Chicago White Sox – No. 12
- Shortstop
- Born: February 27, 2002 (age 24) Holland, Indiana, U.S.
- Bats: LeftThrows: Right

MLB debut
- July 4, 2025, for the Chicago White Sox

MLB statistics (through September 23, 2026)
- Batting average: .214
- Home runs: 52
- Runs batted in: 142
- Stats at Baseball Reference

Teams
- Chicago White Sox (2025–present);

= Colson Montgomery =

American baseball player (born 2002)

Colson Kade Montgomery (born February 27, 2002) is an American professional baseball shortstop for the Chicago White Sox of Major League Baseball (MLB). He was selected by the White Sox in the first round of the 2021 Major League Baseball draft and made his MLB debut in 2025.

==Amateur career==
Montgomery was raised in Holland, Indiana, and attended Southridge High School in Huntingburg, Indiana, where he played football, basketball, and baseball. He also played AAU basketball for Pocket City Basketball, a youth basketball program based in Evansville, Indiana. Montgomery began his high school career being recruited mainly for basketball by schools such as Purdue University and the University of Louisville before shifting his focus to baseball. In 2018, his freshman year, he had a .387 batting average with 33 runs batted in (RBI). As a sophomore, he averaged 21.1 points per game on the basketball court. He is the all-time leading scorer in Southridge basketball history with 1,966 career points.

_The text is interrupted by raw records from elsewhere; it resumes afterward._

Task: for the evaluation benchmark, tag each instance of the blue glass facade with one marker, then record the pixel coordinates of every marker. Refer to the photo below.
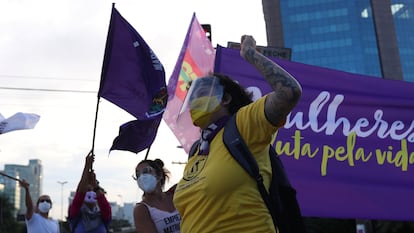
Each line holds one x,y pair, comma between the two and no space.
403,13
341,35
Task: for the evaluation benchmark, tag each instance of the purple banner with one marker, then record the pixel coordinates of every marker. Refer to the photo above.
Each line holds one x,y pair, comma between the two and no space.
132,77
348,146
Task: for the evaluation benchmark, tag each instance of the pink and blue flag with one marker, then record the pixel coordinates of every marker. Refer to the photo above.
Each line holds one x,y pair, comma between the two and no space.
195,60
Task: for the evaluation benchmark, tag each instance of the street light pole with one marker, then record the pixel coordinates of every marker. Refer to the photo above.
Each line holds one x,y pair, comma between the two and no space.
61,198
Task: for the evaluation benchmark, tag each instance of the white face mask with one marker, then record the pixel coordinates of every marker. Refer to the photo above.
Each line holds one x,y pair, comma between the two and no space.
44,207
90,197
147,182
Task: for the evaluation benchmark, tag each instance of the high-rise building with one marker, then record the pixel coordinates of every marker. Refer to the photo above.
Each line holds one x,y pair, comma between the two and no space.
32,173
369,37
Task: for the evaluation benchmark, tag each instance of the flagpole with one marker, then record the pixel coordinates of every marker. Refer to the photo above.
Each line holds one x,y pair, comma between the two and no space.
146,155
94,127
103,73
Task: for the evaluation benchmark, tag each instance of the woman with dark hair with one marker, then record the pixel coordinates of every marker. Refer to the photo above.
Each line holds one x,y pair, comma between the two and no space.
90,211
156,212
215,193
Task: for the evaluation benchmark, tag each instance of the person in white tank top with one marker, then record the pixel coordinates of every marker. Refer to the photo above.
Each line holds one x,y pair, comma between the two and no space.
37,218
156,212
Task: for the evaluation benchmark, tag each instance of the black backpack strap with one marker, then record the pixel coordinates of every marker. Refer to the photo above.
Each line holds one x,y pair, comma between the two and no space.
193,149
241,153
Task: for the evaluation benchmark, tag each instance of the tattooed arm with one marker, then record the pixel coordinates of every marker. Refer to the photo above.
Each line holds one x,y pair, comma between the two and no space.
286,90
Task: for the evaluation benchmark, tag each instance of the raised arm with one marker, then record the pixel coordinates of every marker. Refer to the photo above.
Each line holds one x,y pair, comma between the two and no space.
86,174
286,90
28,199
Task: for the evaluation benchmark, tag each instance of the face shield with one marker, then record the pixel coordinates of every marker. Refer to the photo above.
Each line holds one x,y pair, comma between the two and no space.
205,94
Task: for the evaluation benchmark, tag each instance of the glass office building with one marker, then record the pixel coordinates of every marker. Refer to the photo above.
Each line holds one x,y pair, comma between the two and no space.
343,35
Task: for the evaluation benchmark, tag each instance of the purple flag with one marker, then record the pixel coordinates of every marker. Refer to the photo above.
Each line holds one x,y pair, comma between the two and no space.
133,79
348,146
136,135
132,76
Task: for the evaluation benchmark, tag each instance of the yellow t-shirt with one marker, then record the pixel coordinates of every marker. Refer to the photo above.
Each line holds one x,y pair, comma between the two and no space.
216,194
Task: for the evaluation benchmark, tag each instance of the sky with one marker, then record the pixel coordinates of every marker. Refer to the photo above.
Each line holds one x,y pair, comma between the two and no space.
51,55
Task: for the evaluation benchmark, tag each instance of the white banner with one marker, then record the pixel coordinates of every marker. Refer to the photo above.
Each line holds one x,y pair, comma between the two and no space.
18,121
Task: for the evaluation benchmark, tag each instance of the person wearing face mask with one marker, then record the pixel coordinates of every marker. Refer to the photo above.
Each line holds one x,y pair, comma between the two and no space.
156,212
90,211
216,194
37,219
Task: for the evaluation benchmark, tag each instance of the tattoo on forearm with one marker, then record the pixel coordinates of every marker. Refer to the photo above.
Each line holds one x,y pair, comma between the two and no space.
281,82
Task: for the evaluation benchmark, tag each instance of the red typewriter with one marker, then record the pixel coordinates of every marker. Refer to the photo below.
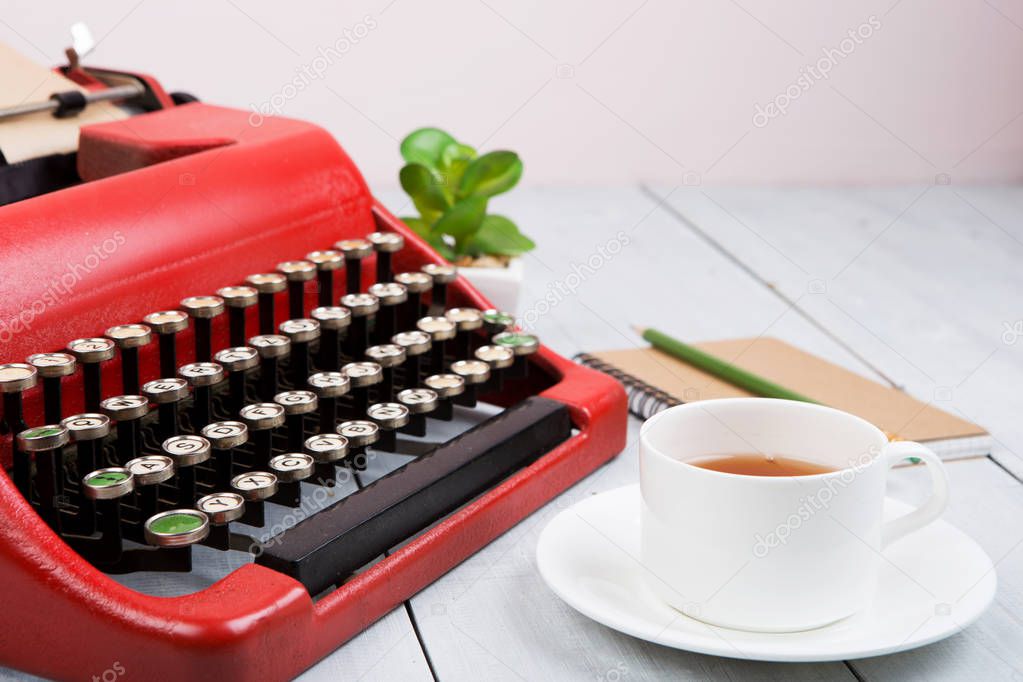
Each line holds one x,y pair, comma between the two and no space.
229,371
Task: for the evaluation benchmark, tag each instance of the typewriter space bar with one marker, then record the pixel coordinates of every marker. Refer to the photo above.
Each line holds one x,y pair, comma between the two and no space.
325,548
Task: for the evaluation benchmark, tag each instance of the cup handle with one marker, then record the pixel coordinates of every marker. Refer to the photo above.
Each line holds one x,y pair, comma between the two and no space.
901,450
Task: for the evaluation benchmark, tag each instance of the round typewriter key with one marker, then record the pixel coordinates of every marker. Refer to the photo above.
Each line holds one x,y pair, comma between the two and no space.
107,484
177,528
166,324
237,300
222,508
255,486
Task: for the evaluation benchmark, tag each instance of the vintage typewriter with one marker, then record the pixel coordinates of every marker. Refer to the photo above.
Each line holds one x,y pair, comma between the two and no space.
217,344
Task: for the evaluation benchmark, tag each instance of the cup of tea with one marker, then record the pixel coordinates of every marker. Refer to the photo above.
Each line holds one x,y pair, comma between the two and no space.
766,514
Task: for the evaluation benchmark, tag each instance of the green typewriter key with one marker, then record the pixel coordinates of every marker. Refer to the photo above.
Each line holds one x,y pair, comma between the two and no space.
328,387
362,307
47,443
388,356
91,353
326,263
52,367
362,375
291,468
353,251
386,244
446,387
268,284
334,321
416,345
360,434
127,411
302,332
223,438
167,324
238,300
15,378
416,283
236,361
202,376
441,330
389,417
187,452
327,450
271,349
297,273
129,337
297,405
203,310
475,373
262,418
167,396
149,471
419,402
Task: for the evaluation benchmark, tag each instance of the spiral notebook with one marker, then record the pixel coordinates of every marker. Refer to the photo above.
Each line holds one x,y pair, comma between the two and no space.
656,380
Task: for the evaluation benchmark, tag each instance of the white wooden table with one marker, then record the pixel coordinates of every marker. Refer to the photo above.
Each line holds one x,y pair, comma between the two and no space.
917,286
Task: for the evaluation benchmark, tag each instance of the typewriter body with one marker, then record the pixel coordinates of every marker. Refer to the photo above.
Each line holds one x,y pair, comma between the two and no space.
215,339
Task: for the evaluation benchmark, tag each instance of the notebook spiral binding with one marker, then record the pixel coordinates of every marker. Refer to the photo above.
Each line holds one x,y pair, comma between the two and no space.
645,400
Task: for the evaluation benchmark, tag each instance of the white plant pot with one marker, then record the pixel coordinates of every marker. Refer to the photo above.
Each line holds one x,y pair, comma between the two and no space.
501,285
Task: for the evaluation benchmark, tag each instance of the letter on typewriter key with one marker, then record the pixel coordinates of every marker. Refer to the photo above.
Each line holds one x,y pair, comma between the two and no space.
52,367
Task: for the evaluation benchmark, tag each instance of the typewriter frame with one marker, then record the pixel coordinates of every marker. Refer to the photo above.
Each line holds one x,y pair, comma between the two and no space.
255,623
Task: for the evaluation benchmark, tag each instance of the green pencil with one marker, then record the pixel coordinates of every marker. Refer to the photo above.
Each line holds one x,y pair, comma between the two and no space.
719,368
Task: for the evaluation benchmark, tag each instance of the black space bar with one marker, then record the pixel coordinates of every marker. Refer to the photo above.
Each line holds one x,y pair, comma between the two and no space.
325,548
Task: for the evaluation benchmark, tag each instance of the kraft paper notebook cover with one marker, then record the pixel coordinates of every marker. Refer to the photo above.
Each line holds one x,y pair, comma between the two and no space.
656,380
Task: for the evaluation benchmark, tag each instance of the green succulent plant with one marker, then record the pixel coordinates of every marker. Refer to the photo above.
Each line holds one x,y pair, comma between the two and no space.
450,186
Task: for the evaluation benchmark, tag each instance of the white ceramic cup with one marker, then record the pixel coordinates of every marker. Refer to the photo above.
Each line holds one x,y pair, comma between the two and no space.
770,553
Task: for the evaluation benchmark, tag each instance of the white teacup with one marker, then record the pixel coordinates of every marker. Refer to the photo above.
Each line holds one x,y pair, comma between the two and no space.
770,553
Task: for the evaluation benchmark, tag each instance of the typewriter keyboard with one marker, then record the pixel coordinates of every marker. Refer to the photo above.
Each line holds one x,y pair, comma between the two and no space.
311,446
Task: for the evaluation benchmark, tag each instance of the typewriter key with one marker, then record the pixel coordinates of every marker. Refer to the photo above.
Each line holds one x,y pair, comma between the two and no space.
177,528
326,262
442,276
167,394
203,309
419,402
167,324
360,434
128,412
354,251
297,405
46,443
328,387
91,353
271,349
334,320
301,331
389,417
203,376
297,273
475,373
223,438
236,361
268,284
52,367
238,300
386,243
446,387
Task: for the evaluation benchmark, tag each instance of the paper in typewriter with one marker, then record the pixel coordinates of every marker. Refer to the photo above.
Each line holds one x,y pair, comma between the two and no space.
894,411
34,135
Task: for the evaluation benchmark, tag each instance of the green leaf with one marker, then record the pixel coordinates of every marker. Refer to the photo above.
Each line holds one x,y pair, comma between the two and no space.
462,221
429,193
425,146
491,174
499,236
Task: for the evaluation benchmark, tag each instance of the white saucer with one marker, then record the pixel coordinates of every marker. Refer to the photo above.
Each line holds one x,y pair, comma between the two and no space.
935,583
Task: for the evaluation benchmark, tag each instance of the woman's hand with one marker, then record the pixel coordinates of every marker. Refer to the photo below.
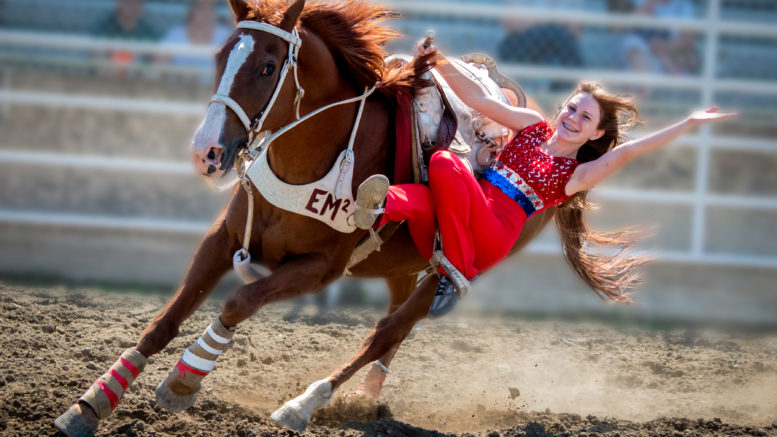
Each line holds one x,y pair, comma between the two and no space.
701,117
425,47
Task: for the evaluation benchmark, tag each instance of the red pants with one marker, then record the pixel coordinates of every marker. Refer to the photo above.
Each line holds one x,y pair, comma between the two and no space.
412,202
479,224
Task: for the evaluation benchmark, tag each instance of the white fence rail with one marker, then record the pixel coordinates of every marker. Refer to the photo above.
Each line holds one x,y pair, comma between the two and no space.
711,26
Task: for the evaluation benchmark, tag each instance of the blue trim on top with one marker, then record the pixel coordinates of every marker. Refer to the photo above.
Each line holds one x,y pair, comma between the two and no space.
507,187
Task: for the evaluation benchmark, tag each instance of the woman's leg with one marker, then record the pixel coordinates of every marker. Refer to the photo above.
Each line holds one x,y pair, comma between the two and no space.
412,202
468,224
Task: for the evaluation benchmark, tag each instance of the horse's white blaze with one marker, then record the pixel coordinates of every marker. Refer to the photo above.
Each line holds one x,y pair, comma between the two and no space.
209,132
237,58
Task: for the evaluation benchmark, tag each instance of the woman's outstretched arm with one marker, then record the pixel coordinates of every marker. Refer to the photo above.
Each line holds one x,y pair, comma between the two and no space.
587,175
470,92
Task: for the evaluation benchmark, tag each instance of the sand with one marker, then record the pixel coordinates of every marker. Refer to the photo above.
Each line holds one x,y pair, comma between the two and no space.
460,375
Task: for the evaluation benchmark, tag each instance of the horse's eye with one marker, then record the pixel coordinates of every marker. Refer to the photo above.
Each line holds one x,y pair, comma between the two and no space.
268,70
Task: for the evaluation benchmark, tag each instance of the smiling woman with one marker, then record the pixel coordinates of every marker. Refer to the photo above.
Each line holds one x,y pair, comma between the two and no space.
479,221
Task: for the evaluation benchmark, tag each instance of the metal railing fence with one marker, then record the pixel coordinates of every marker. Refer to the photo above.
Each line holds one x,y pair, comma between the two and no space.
712,25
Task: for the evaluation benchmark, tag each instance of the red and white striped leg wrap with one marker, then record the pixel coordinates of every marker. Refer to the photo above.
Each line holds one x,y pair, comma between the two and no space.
199,359
104,395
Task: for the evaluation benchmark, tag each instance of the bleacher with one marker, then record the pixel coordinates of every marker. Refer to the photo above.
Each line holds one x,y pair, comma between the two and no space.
78,134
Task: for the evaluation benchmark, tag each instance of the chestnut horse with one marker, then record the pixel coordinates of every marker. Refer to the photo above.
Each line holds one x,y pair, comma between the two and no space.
334,51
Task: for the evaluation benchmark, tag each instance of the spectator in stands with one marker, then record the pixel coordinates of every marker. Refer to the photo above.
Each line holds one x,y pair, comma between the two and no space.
201,27
634,53
542,43
126,21
677,50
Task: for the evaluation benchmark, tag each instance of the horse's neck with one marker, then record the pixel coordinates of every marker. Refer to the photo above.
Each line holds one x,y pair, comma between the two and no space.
307,152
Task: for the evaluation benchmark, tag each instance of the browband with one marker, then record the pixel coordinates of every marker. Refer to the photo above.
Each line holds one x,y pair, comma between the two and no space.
291,38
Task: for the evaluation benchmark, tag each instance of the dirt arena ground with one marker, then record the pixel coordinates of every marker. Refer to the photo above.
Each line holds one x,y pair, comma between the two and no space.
462,375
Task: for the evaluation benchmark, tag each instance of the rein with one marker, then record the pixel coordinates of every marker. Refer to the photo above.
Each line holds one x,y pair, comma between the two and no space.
259,140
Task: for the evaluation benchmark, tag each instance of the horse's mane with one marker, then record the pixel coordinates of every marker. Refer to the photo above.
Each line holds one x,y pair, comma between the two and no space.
355,33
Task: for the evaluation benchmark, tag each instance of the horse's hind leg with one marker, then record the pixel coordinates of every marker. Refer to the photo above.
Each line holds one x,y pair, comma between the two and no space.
400,289
387,334
210,262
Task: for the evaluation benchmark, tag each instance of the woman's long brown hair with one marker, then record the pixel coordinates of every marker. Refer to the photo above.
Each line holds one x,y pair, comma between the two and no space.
590,253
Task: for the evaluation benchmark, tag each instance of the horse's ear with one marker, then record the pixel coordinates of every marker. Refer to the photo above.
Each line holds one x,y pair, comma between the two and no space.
291,15
239,8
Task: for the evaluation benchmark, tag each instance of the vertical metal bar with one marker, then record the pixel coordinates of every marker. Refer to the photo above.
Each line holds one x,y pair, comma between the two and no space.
5,107
699,228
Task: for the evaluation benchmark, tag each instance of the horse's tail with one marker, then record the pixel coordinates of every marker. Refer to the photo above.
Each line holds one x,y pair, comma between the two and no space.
611,275
406,78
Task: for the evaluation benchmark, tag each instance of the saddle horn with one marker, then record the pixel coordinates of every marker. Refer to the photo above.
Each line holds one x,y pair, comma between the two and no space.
239,8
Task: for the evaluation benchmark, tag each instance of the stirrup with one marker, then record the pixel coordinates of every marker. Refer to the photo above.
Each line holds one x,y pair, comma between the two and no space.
458,279
445,298
369,198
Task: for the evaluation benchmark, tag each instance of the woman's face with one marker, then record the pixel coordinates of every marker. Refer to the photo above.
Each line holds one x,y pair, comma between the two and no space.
579,119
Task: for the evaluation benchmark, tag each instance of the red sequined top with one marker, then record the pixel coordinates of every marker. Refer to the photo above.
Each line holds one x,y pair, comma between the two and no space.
528,175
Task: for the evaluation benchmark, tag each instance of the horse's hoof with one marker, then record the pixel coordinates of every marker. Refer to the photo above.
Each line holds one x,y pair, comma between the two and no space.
289,417
171,401
77,422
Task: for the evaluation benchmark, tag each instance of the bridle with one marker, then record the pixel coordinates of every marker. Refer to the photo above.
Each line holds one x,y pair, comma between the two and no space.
259,140
254,128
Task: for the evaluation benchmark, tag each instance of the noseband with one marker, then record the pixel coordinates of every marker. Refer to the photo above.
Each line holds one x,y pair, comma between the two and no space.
253,128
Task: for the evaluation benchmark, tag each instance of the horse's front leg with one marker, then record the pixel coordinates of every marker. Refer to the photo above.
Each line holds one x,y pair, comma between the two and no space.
400,288
293,278
387,334
211,260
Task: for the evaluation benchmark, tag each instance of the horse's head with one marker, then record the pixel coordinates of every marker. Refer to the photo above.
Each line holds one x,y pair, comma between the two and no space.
251,78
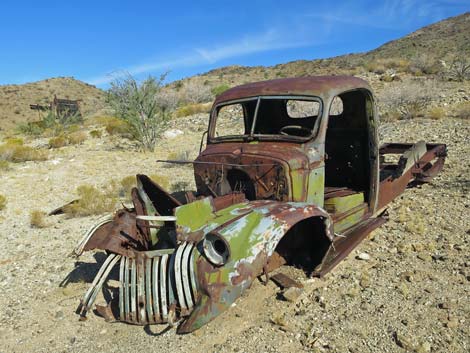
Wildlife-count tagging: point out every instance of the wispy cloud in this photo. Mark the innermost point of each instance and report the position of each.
(269, 40)
(388, 14)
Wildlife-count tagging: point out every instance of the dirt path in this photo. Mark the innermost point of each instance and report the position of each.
(413, 291)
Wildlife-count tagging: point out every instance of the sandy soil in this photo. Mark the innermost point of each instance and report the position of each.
(412, 294)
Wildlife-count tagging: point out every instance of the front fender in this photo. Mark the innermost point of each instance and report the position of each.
(252, 230)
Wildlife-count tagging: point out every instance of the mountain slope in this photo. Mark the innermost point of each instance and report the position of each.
(15, 99)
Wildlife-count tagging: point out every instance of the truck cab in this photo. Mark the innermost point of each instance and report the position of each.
(310, 139)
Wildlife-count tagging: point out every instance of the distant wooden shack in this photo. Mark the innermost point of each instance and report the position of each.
(63, 109)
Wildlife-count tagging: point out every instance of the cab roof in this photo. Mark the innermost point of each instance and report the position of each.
(320, 86)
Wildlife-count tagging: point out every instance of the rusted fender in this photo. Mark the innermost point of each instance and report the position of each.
(251, 231)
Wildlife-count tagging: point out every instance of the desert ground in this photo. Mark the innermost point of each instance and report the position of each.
(411, 293)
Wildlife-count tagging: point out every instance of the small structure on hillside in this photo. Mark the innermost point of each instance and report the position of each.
(63, 109)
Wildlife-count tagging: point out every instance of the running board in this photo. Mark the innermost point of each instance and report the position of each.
(344, 244)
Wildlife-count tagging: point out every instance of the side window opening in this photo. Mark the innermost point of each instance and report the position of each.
(230, 120)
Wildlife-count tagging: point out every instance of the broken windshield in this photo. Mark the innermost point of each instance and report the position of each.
(267, 117)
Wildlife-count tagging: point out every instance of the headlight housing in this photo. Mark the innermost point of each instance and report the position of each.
(216, 249)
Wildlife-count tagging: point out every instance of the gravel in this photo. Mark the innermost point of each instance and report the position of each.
(410, 293)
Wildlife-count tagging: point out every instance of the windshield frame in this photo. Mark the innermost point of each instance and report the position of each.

As a junior, Montgomery committed to play college baseball at Indiana University. He also would have been a preferred walk-on for the Indiana Hoosiers men's basketball team. In 2021, his senior baseball season, he batted .333 with seven home runs, 23 RBI, and 24 stolen bases, and led Southridge to their first ever IHSAA state championship. Following the end of the season, he traveled to Cary, North Carolina, where he participated in MLB's first ever Draft Combine.

==Professional career==
===Minor leagues===
The Chicago White Sox selected Montgomery in the first round with the 22nd overall selection of the 2021 Major League Baseball draft. He signed with the White Sox for a $3 million signing bonus. He made his professional debut with the Rookie-level Arizona Complex League White Sox. Over 104 at-bats in 26 games, Montgomery slashed .287/.396/.362 with seven doubles and seven RBI.

Montgomery was assigned to the Kannapolis Cannon Ballers of the Single-A Carolina League to begin the 2022 season. He was promoted to the Winston-Salem Dash of the High-A South Atlantic League in late June. Montgomery was promoted once again in mid-August to the Birmingham Barons of the Double-A Southern League. Over 96 games between the three teams, he slashed .274/.381/.429 with 11 home runs, 47 RBI, and 17 doubles. He opened the 2023 season on the injured list with oblique and back injuries. Montgomery returned to play in early June, playing ten games with the Arizona League White Sox before being assigned to the Dash. In late July, he was promoted to Birmingham. Over 64 games, he batted .287 with eight home runs and 37 RBI. After the season, he was selected to play in the Arizona Fall League for the Glendale Desert Dogs.

Montgomery was assigned to the Charlotte Knights of the Triple-A International League for the 2024 season. In 130 games, he slashed .214/.329/.381 with 18 home runs, 63 RBI, and eight stolen bases. On November 19, 2024, the White Sox added Montgomery to their 40-man roster to protect him from the Rule 5 draft.

Montgomery was optioned to Charlotte to begin the 2025 season, batting .218/.298/.435 with 11 home runs, 30 RBI, and two stolen bases over 55 games.

===Chicago White Sox===

==== 2025 season ====
On July 4, 2025, Montgomery was promoted to the major leagues for the first time. He made his MLB debut that day as the White Sox starting shortstop at Coors Field versus the Colorado Rockies. He recorded his first MLB hit the next day off Rockies starting pitcher Germán Márquez, an RBI triple, and finished the game 3-for-5. On July 22, Montgomery hit his first career home run off of Bryan Baker of the Tampa Bay Rays. He hit his first career grand slam on August 23 off of Mick Abel of the Minnesota Twins. Montgomery finished his rookie year with the White Sox having appeared in 71 games and hitting .239 with 21 home runs and 55 RBI. He finished fifth in American League Rookie of the Year voting.

==== 2026 season ====
Montgomery was named to his first Opening Day roster as the White Sox starting shortstop to begin the 2026 season.

On September 25, Montgomery struck out for the 224th time of the season, which surpassed a record previously set by Mark Reynolds in 2009. It also served as a new record for a left-handed hitter, surpassing a record previously set by Adam Dunn in 2012.